Mourinho torna con la memoria al termine della scorsa stagione, alla sconfitta contro il Siviglia in finale di Europa League, quando la sua furia si scatenò contro l’arbitro Taylor, definito una “disgrazia”, per parlare delle sue crescenti difficoltà nel rapporto con gli arbitri. Mai stato idilliaco, in realtà. “In Italia mi sono sentito aggredito, hanno violato la mia libertà di uomo, di uomo di calcio – ha detto parlando della squalifica rimediata dopo gli insulti all’arbitro Chiffi nel corso di un Monza-Roma – Qui non sono più a mio agio.

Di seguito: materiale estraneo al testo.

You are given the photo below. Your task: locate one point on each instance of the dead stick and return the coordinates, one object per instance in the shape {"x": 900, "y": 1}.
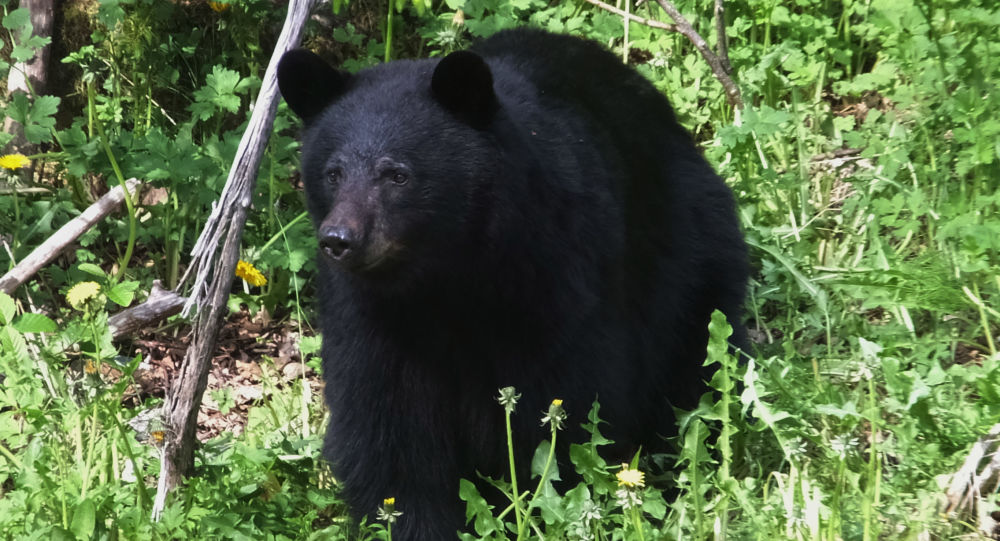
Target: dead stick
{"x": 161, "y": 304}
{"x": 714, "y": 62}
{"x": 720, "y": 34}
{"x": 652, "y": 23}
{"x": 58, "y": 241}
{"x": 214, "y": 270}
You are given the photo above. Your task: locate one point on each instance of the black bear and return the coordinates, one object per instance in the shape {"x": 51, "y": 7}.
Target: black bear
{"x": 528, "y": 213}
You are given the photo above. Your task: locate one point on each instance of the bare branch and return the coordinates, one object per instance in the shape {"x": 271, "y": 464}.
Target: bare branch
{"x": 714, "y": 61}
{"x": 652, "y": 23}
{"x": 720, "y": 34}
{"x": 214, "y": 267}
{"x": 58, "y": 241}
{"x": 718, "y": 62}
{"x": 161, "y": 304}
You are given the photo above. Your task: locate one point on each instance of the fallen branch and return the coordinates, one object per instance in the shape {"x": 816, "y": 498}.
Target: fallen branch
{"x": 652, "y": 23}
{"x": 214, "y": 267}
{"x": 718, "y": 64}
{"x": 58, "y": 241}
{"x": 161, "y": 304}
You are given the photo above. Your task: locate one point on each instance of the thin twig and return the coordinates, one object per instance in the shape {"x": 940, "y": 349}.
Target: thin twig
{"x": 213, "y": 261}
{"x": 718, "y": 62}
{"x": 720, "y": 34}
{"x": 64, "y": 236}
{"x": 714, "y": 61}
{"x": 652, "y": 23}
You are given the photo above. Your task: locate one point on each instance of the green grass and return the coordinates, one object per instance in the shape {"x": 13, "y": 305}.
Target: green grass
{"x": 873, "y": 301}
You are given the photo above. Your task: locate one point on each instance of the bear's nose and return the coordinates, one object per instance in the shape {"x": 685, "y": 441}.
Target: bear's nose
{"x": 336, "y": 241}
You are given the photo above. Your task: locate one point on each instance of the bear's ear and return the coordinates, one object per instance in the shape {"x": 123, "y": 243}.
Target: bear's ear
{"x": 308, "y": 83}
{"x": 462, "y": 82}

A livello istituzionale avrebbero dovuto trattarmi diversamente”. E lo stesso dice riguardo all’attacco all’arbitro Taylor nel post-partita di Budapest: “Sono andato da Rosetti e gli ho detto ‘arbitro, è rigore o non è rigore?’. Lui come fanno spesso gli arbitri non ha risposto. Ho fatto la stessa domanda a Webb, lui mi ha messo la mano sulla spalla e ha detto ‘José, sì, è rigore’. Ha fatto quello che mi sarebbe piaciuto avesse fatto Taylor. Se fosse venuto nello spogliatoio e avesse detto ‘Ho sbagliato, abbiamo sbagliato, mi dispiace’. Non solo sarebbe finita lì ma avrebbe avuto il nostro rispetto e la nostra ammirazione”.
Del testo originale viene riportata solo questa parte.